Estrogen induces the accumulation of glycogen in the vaginal epithelium, and glycogen positively influences colonization by healthy lactobacilli [16], [17]. When estrogen levels are high in the follicular phase of the menstrual cycle and during pregnancy, the abundance of lactobacilli tends to increase. It would follow that estrogen-containing hormonal contraceptives might influence the vaginal microbiome. In fact, a number of studies have shown reduced rates of BV in women using combined oral contraceptives (COCs) [18], [19], [20].

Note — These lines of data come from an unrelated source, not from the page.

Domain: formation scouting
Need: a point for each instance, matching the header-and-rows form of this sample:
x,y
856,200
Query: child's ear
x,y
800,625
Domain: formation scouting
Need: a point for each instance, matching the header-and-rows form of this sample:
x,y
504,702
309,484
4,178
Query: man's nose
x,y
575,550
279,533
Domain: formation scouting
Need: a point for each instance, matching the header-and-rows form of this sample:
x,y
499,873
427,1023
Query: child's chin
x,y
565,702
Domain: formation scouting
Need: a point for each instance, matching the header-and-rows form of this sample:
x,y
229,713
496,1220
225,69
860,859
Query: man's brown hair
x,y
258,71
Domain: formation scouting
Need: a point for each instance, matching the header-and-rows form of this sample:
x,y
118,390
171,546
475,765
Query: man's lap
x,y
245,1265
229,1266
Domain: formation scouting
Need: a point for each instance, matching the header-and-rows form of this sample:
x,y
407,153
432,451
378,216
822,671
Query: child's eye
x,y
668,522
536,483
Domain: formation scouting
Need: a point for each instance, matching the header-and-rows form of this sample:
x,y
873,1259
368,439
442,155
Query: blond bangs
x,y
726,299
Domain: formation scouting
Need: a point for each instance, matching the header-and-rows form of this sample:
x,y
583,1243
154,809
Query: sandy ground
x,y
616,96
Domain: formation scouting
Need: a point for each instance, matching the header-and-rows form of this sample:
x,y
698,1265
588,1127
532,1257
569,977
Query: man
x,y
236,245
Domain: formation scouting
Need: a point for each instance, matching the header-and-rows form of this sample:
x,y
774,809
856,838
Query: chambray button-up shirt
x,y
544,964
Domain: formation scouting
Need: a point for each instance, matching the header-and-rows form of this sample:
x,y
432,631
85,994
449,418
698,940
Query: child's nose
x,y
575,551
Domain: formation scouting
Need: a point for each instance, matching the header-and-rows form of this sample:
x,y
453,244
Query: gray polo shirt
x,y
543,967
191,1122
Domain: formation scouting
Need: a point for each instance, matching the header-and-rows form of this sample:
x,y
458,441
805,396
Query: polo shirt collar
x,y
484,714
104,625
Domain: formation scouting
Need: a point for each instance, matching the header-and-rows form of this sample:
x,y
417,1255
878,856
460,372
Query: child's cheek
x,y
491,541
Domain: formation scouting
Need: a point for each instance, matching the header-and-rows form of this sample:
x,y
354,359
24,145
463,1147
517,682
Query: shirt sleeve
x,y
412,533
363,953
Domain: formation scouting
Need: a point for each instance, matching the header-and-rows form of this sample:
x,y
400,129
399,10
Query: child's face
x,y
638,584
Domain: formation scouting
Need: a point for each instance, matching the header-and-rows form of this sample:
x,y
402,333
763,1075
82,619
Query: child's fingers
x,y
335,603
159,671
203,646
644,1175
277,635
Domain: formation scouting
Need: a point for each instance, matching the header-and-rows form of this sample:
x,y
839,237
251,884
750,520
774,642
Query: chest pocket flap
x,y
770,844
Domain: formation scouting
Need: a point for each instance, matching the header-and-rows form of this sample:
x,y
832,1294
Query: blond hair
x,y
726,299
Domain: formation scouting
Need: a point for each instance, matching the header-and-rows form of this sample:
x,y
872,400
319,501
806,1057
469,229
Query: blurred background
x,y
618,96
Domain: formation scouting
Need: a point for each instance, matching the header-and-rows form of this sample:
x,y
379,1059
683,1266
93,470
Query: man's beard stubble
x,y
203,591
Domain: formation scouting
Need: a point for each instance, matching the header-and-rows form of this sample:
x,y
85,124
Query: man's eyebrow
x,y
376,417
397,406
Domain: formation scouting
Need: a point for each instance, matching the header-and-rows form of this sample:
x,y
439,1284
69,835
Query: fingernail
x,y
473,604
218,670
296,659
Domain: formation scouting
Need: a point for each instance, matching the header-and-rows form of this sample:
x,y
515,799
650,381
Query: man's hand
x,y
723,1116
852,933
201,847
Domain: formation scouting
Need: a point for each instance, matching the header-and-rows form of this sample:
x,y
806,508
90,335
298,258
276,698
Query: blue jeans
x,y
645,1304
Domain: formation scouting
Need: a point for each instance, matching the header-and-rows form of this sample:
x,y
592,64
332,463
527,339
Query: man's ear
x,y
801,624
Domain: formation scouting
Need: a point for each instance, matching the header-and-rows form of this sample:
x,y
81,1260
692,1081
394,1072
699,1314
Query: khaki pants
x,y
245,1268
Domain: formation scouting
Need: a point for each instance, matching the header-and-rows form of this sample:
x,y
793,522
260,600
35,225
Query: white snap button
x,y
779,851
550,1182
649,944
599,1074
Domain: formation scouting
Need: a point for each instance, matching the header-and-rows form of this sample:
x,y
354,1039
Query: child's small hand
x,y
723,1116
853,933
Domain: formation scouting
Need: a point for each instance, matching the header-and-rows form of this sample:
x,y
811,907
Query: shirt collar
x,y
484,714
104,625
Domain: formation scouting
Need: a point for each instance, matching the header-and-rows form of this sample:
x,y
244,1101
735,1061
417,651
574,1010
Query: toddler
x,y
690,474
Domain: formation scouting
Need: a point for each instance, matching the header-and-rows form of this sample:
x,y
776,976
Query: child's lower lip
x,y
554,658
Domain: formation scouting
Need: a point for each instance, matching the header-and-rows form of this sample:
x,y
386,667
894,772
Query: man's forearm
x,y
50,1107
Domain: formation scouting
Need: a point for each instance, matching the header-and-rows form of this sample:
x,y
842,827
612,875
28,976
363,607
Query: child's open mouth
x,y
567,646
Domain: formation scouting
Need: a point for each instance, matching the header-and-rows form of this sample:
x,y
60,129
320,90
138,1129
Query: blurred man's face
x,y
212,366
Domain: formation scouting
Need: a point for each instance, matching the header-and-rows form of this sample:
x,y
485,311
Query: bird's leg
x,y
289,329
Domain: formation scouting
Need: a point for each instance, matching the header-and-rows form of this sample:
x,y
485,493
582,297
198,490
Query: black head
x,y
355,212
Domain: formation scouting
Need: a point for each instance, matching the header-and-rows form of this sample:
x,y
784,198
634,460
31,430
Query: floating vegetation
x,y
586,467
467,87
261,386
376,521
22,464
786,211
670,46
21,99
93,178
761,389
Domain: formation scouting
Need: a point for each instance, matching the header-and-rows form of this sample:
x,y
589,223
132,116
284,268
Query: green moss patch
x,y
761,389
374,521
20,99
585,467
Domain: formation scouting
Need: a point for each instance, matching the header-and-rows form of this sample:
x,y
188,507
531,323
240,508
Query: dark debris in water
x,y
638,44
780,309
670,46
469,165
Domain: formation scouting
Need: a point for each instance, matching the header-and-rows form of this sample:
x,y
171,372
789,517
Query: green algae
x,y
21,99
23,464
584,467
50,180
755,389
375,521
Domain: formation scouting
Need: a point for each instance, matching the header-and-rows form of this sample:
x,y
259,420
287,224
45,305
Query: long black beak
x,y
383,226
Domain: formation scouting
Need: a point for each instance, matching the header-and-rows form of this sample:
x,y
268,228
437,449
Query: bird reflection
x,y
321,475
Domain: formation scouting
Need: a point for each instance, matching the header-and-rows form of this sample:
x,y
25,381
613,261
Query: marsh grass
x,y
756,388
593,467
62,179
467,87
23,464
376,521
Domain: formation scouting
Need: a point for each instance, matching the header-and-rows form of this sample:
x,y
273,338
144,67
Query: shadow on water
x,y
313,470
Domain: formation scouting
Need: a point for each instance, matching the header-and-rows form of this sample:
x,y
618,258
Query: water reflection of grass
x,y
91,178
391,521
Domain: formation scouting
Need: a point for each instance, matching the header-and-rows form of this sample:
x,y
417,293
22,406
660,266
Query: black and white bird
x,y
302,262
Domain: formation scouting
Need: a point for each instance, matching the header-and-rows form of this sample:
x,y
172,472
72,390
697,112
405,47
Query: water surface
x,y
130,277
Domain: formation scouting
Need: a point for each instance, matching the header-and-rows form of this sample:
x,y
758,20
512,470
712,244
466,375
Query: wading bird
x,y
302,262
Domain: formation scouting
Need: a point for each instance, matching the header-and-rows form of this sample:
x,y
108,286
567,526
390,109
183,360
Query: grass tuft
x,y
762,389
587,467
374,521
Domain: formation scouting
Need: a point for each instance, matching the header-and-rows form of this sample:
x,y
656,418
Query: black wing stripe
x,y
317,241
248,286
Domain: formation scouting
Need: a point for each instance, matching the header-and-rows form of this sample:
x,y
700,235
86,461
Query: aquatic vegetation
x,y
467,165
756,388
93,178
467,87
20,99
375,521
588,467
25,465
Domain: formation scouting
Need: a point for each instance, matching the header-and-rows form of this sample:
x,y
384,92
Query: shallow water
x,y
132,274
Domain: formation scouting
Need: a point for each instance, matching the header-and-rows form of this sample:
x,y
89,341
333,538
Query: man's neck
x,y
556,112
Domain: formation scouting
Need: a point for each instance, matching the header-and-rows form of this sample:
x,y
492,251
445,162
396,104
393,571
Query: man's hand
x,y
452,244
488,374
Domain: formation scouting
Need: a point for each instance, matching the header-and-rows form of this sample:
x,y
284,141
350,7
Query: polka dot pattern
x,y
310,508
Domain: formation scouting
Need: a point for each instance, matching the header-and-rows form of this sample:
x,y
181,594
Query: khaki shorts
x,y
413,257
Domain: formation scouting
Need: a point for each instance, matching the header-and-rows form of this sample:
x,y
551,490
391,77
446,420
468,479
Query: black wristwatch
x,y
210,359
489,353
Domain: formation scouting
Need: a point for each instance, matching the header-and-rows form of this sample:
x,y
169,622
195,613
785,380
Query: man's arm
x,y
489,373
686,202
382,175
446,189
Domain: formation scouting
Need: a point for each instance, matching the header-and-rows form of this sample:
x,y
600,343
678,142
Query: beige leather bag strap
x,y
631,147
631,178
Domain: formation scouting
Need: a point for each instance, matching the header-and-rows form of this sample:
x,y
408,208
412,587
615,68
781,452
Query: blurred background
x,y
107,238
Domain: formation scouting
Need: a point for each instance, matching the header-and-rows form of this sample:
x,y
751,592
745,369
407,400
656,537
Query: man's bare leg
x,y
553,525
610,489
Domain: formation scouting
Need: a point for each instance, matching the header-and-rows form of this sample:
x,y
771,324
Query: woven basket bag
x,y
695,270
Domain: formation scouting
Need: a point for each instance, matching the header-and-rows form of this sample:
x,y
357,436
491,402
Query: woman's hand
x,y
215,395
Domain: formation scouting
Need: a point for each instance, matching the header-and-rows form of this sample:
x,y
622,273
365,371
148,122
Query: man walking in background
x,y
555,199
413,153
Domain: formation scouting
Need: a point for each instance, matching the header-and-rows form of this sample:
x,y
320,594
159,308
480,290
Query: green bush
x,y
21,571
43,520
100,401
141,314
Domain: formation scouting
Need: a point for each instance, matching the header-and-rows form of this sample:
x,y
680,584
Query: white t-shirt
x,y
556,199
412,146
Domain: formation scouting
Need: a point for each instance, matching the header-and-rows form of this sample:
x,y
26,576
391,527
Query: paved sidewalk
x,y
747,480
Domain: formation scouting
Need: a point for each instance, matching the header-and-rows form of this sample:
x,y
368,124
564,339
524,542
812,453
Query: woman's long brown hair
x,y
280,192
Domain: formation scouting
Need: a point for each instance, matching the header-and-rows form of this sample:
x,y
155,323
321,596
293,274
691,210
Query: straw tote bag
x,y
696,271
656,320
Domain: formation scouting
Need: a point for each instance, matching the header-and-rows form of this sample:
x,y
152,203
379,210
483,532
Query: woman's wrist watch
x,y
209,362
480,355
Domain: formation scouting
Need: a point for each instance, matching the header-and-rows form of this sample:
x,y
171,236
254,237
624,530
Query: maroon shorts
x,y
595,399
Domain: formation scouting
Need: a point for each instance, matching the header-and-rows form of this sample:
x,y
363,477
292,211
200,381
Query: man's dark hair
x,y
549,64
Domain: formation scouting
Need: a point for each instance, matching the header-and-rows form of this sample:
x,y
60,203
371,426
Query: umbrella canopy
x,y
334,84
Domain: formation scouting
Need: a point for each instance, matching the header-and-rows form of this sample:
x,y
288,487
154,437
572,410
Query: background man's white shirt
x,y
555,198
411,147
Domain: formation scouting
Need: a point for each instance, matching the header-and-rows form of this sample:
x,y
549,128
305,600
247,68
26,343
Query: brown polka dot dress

Results from studies of the effect of progestin-only contraceptives have been less clear. A longitudinal study of intrauterine systems that release the progestin levonorgestrel (LNG-IUS) found no influence of the systems on vaginal microbiomes, and another study in baboons supported this finding [21], [22]. Results from studies of changes in the vaginal microbiome in women using depot medroxyprogesterone acetate (DMPA) injections as a contraceptive method have been inconsistent. A systematic review of 36 prior studies found that BV rates were lower in women using DMPA [23], but another study found no effect of hormonal contraception on the composition of the vaginal microbiome [24]. Yet another report described a decrease in the prevalence of H₂O₂-producing lactobacilli after 1 year of DMPA use [25]. Prior studies have relied on conventional microbiological techniques or phylogenetic microarrays to identify vaginal microbes, but to date, comprehensive 16S rRNA gene survey data have not been reported for women using hormonal contraceptives. Herein, we performed a retrospective comparison of 16S gene profiles from women using condoms, COCs (excluding progestin-only mini-pills), LNG-IUS and DMPA to determine whether hormonal contraceptives affect vaginal microbial community profiles or the abundance of vaginal lactobacilli.